Applied physicist Chris Marianetti, vice chair of the new working group, is trying to understand how lithium atoms pass in and out of a material, one of the secrets to designing a longer-lasting lithium battery. But computational limits have stymied him on this problem and others. “We can burn through as much computing time as we’re given,” he said. “Materials scientists are notorious. You don’t want to be sharing computer time with us.”
In medicine, the rise of electronic health records is helping researchers to study disease at unprecedented scale, but here, too, computational challenges remain. Nicholas Tatonetti, a biomedical researcher at Columbia University Medical Center, has mined data from more than a million patients to uncover dangerous side effects when combinations of drugs are taken together. However, the ability to scale this work depends on further breakthroughs in parallel computing and database design.
For now, Columbia researchers crunch their data on federal supercomputers or the university’s high performance computing system. Such massively parallel systems are optimized for modeling weather and climate, for example, but are not well suited for complex big data problems.
At Lamont-Doherty, Abernathey has explored NASA’s new groundbreaking simulation of ocean waves interacting with large-scale currents, run on NASA’s Pleiades supercomputer. He would like to analyze the petabytes of data the simulation has generated, but lacks the processing power to do so.

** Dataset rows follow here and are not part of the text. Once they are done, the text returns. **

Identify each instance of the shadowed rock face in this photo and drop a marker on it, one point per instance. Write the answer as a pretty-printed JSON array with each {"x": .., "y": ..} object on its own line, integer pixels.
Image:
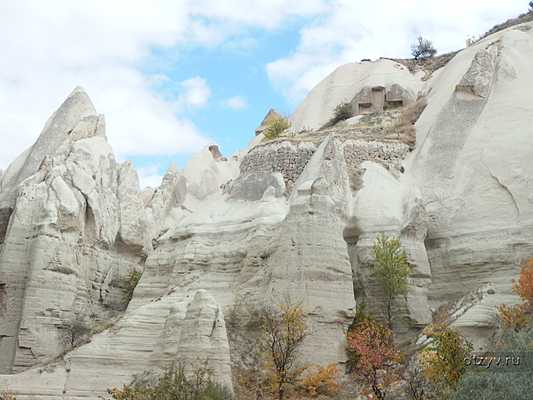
[{"x": 294, "y": 219}]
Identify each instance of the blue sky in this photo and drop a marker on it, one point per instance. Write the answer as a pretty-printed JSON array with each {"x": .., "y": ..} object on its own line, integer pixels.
[
  {"x": 172, "y": 76},
  {"x": 236, "y": 69}
]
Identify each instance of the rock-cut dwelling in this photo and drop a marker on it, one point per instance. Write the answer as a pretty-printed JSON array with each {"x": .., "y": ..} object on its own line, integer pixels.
[{"x": 372, "y": 99}]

“These models now output so much data it’s impossible to understand what they’re doing,” he said.
Columbia’s Lamont-Doherty Earth Observatory and Earth Institute, and the NASA Goddard Institute for Space Studies are among the institutions represented in the new working group.
The group aims to attract funding from the U.S. government and industry. In addition to IBM, NASA’s JPL and Intel, the group received letters of support from senior scientists and managers at Sandia National Laboratories, Microsoft Research, NVIDIA and D.E. Shaw Research. If all goes as planned, the working group will become a full-fledged institute center in the next year, said Nowick.
Kim Martineau is assistant director for strategic communications and media relations at Columbia University’s Data Science Institute, and a former science writer at the Lamont-Doherty Earth Observatory.